Introduction:This article is from the third quarter and tenth issue of livevideostack online sharing, which is brought by Chen Lujun, a wireless development expert of Alibaba Xianyu business division. Aiming at the large-scale practice of Xianyu app in the current popular cross platform framework flutter, it introduces some difficulties and solutions in the field of audio and video.
Hello everyone, I’m Chen Lujun from Alibaba’s leisure fish division. The theme of this sharing is the exploration of audio and video research and development under the wave of flutter. The main content is to introduce some difficulties and solutions in the field of audio and video in view of the large-scale practice of leisure fish app in the current popular cross platform framework flutter.
The sharing content is mainly divided into four aspects. Firstly, there will be a brief introduction to flutter and the reasons for choosing flutter as a cross platform framework. Secondly, it will introduce the concept of external texture in flutter, which has a great relationship with audio and video, and some optimization of it. After that, we will put forward some solutions to some problems of flutter in the process of audio and video practice — TPM audio and video framework. The last part is the introduction of the open source component of flutter.
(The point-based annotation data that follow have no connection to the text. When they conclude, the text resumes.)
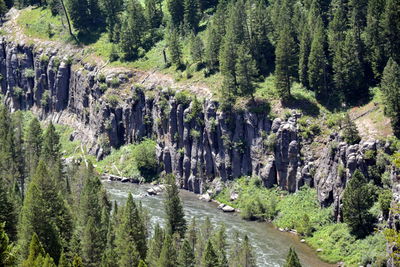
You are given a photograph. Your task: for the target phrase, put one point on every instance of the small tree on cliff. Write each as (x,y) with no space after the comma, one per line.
(292,260)
(358,198)
(176,222)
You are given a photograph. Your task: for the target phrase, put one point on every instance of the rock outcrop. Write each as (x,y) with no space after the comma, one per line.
(196,140)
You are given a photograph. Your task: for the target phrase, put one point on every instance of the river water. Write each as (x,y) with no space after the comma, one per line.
(270,245)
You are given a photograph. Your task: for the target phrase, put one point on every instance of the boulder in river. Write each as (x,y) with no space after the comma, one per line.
(227,208)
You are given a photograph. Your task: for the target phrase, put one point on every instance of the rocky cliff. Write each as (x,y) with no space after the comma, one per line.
(196,140)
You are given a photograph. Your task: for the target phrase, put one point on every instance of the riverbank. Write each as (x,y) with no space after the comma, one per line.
(270,245)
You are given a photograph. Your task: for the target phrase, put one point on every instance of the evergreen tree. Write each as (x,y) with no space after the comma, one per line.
(304,53)
(210,258)
(111,10)
(350,132)
(246,72)
(6,256)
(246,257)
(131,237)
(33,145)
(174,47)
(186,255)
(79,13)
(8,214)
(168,256)
(348,70)
(219,241)
(44,212)
(176,10)
(133,29)
(292,260)
(155,246)
(196,49)
(191,15)
(374,37)
(259,31)
(176,222)
(63,262)
(391,29)
(153,12)
(358,198)
(36,252)
(212,48)
(285,64)
(390,87)
(318,64)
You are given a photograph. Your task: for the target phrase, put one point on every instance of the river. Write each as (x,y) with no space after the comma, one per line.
(270,245)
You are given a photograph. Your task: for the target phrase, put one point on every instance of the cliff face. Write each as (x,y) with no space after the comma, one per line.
(196,140)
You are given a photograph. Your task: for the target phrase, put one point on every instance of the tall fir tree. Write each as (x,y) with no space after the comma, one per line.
(285,63)
(45,213)
(33,145)
(191,16)
(292,260)
(391,29)
(131,236)
(176,10)
(358,198)
(318,73)
(168,256)
(133,28)
(176,222)
(390,87)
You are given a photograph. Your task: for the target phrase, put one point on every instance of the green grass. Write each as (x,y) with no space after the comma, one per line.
(40,23)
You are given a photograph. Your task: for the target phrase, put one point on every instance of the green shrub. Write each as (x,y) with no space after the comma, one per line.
(18,91)
(29,73)
(144,155)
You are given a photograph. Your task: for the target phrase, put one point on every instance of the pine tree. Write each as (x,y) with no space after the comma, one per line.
(63,262)
(36,251)
(131,237)
(390,87)
(176,222)
(133,29)
(391,29)
(292,260)
(6,256)
(246,72)
(259,30)
(44,212)
(176,10)
(153,13)
(186,256)
(79,13)
(168,256)
(318,74)
(304,53)
(8,214)
(111,10)
(374,37)
(196,49)
(358,198)
(350,132)
(220,245)
(285,64)
(175,47)
(210,258)
(191,16)
(348,70)
(155,246)
(246,257)
(33,145)
(93,238)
Flutter is a cross platform framework. In the past, the audio, video and network modules were sunk into the C + + layer or arm layer, and encapsulated into an audio and video SDK for PC, IOS and Android of UI layer.
As a cross platform framework of UI layer, flutter realizes a cross platform development in UI layer. It can be expected that without the development of flutter, it will gradually become a full link cross platform development from the bottom layer to the UI layer, with technicians responsible for the development of SDK and UI layer respectively.
There are many cross platform UI solutions before flutter, so why choose flutter? We focus on performance and cross platform capabilities.
Previous cross platform solutions, such as weex, reactnative, Cordova and so on, can not meet the performance requirements because of the architecture, especially in the scene of audio and video, which is almost demanding.
For example, xamarin has the same performance as native app, but most of the logic needs to be implemented on different platforms.
We can see why flutter can achieve high performance:
Native component rendering take IOS as an example. Apple’s UIKit implements UI rendering by calling the platform’s own rendering framework, quaztcore. Graphics rendering also calls the underlying API, such as OpenGL, metal, etc.
The logic of flutter is consistent with that of native API, and the UI layer is realized by calling the underlying rendering framework layer skia. This is equivalent to flutter’s own implementation of a set of UI framework, which provides a cross platform possibility to surpass the native API.
But we say that the ultimate performance of a framework depends on the designers and developers. As for what is the current situation:
In the practice of idle fish, we found that in the normal development without deliberately optimizing the UI code, the fluency of the flutter interface is better than that of the native interface on some low-end computers.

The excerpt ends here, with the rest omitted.